The present invention relates to an assembly for connection of a flexible tubular pipe to an undersea installation in order to transport liquid and/or gaseous hydrocarbons, for example liquefied natural gas or water.
The extraction and transport of these fluids in a marine environment requires an undersea installation at the bottom of the sea, and an overlying surface installation, such as to be able to recuperate the hydrocarbons by means of a flexible tubular pipe which extends between the undersea installation and the surface installation.
This flexible pipe is advantageously of the unbonded type, and is described in the standardizing documents published by the American Petroleum Institute API 17 J and API RP 17B. Without departing from the scope of the invention, the flexible pipe could be a flexible pipe of the bonded type, or a power or control umbilical unit for example. Also, the invention is not limited to a flexible pipe, but also extends to a bundle of flexible pipes. The undersea installation can for example be a well head or a connection of the FLET or PLET type.
The surface installation is subjected to movements of swell, currents and wind, thus involving displacement of the surface installation both in the horizontal direction and in the vertical direction. These movements of the surface installation added to the currents are transmitted to the flexible tubular pipe and are propagated along the pipe, consequently generating movements and deformations of the flexible tubular pipe. The pipe comprises a floating portion between the surface and the bottom, and a contact portion, the latter comprising a zone of contact of the flexible tubular pipe with the bottom of the sea (touch down zone or TDZ), with the position of the contact zone TDZ being displaced according to these movements, and in particular those of the surface installation. At the level of the contact zone, the contact portion has curvature, and then continues its course along the bottom of the sea towards the undersea installation. The movements which are transmitted to the flexible tubular pipe can be propagated as far as the contact zone or TDZ and generate significant deformations of the flexible pipe, such that the torsion or flexure of the pipe can result in compression of the flexible pipe at the bottom, or even crush the pipe. Also, these movements and deformations of the pipe exert significant forces on the pipe in contact with the bottom of the sea, particularly at the level of the contact zone (TDZ), which can lead to deterioration of the intactness of the flexible pipe.
In order to limit the forces which are exerted on the pipe at the level of the contact zone, different configurations of flexible pipe exist, to uncouple the movements of the surface installation from those of the pipe at the level of the TDZ.
In situations in which the sea is shallow, or there is a shoal, typically where the level is less than 100 meters relative to the bottom of the sea, the flexible tubular pipe configurations generally have long excess lengths in order to accommodate the movements which are transmitted to the flexible pipe. According to the movements of the surface installation and the currents, the flexible pipe is deformed and displaced so as to absorb these forces.

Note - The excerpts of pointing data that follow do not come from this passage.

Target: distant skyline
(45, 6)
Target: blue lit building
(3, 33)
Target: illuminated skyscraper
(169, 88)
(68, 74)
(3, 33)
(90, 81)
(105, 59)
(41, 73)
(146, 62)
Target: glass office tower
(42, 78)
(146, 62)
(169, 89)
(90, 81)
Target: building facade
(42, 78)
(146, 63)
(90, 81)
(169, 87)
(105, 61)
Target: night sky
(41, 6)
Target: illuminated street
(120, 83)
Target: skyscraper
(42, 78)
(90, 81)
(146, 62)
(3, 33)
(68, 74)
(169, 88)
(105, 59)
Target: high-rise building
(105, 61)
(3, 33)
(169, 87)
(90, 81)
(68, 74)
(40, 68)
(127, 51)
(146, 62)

A typical configuration for shallow seas is that in which the flexible tubular pipe, which has two opposite ends, one connected to the undersea installation and the other connected to the surface installation, is equipped between the two with undersea buoys and heavy modules which form ballasts. The undersea buoys make it possible to form a floating portion of flexible tubular pipe, which is thus maintained between the bottom of the sea and the surface, and describes two curves with concavity which faces towards the bottom, whereas, in particular in the vicinity of the undersea installation, the heavy modules make it possible to maintain a contact portion of the tubular pipe in contact with the bottom of the sea. This configuration is commonly known as the double wave configuration.
Reference can be made in particular to document US 2006/0159 521, which shows an installation in which the flexible tubular pipe is equipped with undersea protection at the level of the zones of contact with the bottom of the sea.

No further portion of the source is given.